The LSP is an NIH National Center for Systems Biology and an NIH LINCS Project Data and Signature Generation Center. An overview of additional government-funded LSP research projects is provided below. LSP Investigators are also involved in collaborations with industry partners that apply a combination of multiplex measurement and computational modeling to understand mechanisms of drug action.
The HMS Laboratory of Systems Pharmacology – LSP (GM107618)
The Harvard Medical School (HMS) Laboratory of Systems Pharmacology (LSP) is a NIGMS Center for Systems Biology multi-disciplinary effort within HiTS to reinvent the fundamental science underlying the development of new medicines and their use in individual patients.
Every cell is an extensively interconnected ecosystem. Any given gene may influence dozens or hundreds of other genes. Systems Pharmacology investigates drug action at the level of entire biochemical and genetic networks, rather than looking at the effect of any single element. The LSP brings together investigators in mathematical and experimental disciplines from multiple academic institutions (Harvard, MIT, Tufts) and research hospitals (Dana Farber, MGH, BWH) and eventually visiting scientists from the FDA and local drug companies to integrate computational and systems approaches into all phases of drug discovery and development.
Pharmaco-Response Signatures & Disease Mechanism – The HMS LINCS Center (HL127365)
The Harvard Medical School Library of Integrated Network-based Cellular Signatures (LINCS) Center was established in October 2010 to create libraries of measurable cellular responses or signatures that describe how cells respond to perturbation. As of March 2017, six centers across the U.S. participate in the NIH LINCS program. The aim of the HMS LINCS Center is to create signatures that measure the responses of cells derived from different human tissues to therapeutic drugs. Much of the work focuses on tumor cells (from breast, liver and colon), but we also study primary human cells from normal and diseased patients. As perturbing agents, our focus is on small molecule kinase inhibitors, which are a leading class of therapeutic agents for treatment of cancer, autoimmune and other diseases.
The HMS Center for Cancer Systems Pharmacology – CCSP (CA225088)
The HMS Center for Cancer Systems Pharmacology (CCSP Center) is a NCI Cancer Systems Biology Consortium Center that constructs and applies network-level computational models to understand mechanisms of drug response, resistance and toxicity for targeted small molecule drugs and immune checkpoint inhibitors (ICIs). By systematically dissecting how resistance to targeted therapies and ICIs arises, we aim to understand and overcome resistance mechanisms using new drugs or drug combinations, while simultaneously predicting and balancing potential toxicities.
Communicating with Computers: Active Context (W911NF-15-1-0544)
The DARPA Communicating with Computers (CwC) program develops technologies for a new generation of human-machine interaction in which machines act as proactive collaborators rather than merely problem solving tools. We are developing an interactive dialogue system which allows scientists to interact with a computer partner – one that is able to harness knowledge extracted from the biomedical literature – to construct and test hypotheses about molecular systems. Listen to a podcast about our work, which appeared in The Guardian or check out the following article authored by the director of DARPA that appeared in WIRED.
World Modelers: Global Reading and Assembly for Semantic, Probabilistic World Models (W911NF-18-1-0014)

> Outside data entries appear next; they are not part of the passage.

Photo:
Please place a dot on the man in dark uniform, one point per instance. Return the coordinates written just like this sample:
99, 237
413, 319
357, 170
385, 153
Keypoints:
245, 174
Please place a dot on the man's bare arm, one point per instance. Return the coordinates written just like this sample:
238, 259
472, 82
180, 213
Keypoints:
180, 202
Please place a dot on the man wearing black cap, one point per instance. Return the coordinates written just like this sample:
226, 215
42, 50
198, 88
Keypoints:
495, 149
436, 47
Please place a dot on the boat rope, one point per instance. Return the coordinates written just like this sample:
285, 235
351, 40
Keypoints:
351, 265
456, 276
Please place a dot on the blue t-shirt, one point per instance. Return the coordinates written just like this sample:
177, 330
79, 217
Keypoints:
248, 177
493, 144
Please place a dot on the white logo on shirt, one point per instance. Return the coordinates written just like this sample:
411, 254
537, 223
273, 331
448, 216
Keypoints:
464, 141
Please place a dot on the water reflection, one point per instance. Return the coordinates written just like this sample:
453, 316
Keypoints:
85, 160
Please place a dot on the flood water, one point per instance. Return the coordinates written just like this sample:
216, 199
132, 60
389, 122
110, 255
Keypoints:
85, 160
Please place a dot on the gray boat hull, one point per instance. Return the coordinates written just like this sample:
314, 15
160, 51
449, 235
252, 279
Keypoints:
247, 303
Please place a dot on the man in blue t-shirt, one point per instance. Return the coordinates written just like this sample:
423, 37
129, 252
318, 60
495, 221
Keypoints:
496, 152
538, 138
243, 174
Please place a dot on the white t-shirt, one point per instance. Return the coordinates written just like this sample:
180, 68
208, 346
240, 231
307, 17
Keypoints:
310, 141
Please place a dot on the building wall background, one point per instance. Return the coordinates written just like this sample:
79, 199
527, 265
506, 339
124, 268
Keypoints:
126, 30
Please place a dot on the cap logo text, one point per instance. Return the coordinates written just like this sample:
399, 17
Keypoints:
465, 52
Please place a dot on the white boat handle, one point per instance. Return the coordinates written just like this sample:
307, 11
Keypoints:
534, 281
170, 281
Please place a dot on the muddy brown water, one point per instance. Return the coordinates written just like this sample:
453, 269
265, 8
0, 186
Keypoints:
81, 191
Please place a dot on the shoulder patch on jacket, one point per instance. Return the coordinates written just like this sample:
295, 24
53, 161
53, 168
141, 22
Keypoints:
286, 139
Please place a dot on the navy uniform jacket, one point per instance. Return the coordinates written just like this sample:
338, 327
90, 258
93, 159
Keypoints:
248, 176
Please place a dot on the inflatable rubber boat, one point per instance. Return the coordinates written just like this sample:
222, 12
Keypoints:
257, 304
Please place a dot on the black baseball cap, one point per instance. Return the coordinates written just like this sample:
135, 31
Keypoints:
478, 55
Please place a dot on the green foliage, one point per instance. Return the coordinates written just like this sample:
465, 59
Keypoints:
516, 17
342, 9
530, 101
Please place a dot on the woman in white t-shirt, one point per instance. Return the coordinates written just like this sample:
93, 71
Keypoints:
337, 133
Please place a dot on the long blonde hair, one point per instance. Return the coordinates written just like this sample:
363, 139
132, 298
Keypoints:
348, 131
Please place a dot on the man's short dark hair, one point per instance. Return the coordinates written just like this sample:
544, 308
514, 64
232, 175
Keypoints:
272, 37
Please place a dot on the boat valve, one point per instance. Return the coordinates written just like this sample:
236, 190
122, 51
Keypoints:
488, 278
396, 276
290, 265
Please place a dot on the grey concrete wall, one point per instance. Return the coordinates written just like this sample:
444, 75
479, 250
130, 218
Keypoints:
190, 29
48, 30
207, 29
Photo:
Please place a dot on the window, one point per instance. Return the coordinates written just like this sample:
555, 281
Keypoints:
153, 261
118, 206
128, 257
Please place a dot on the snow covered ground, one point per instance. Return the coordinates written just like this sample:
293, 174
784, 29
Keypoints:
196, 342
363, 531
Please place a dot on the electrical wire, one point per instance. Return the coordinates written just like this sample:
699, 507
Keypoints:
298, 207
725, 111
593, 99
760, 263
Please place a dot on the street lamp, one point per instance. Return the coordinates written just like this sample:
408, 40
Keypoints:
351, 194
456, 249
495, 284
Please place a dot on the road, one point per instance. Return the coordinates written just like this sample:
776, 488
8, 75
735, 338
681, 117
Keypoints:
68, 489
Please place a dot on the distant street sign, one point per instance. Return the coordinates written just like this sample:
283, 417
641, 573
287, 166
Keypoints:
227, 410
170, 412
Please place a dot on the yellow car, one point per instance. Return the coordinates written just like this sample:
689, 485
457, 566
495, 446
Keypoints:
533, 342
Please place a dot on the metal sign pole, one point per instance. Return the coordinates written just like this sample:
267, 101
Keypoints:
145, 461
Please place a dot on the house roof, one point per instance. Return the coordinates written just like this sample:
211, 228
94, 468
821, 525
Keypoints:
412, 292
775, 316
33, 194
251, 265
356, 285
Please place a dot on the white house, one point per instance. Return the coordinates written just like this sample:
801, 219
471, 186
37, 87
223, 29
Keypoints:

The DARPA World Modelers program aims to develop automated information collection and computational modeling techniques to understand the complex dynamics of global processes such as food security, migration and public health. We are developing the INDRA-GEM (Integrated Network and Dynamical Reasoning Assembler for Generalized Ensemble Modeling) automated model assembly system, which integrates information from diverse sources and implements novel probabilistic assembly techniques that can account for the uncertain nature of information in models.
An Automated Scientific Discovery Framework (ASDF) for Mechanistic Reasoning Across Complex Data (W911NF018-1-0124)
The DARPA Automated Scientific Discovery Framework program (ASDF) will develop algorithms and software for reasoning about complex mechanisms operating in the natural world, explaining large-scale data, assisting humans in generating actionable, model-based hypotheses and testing these hypotheses empirically.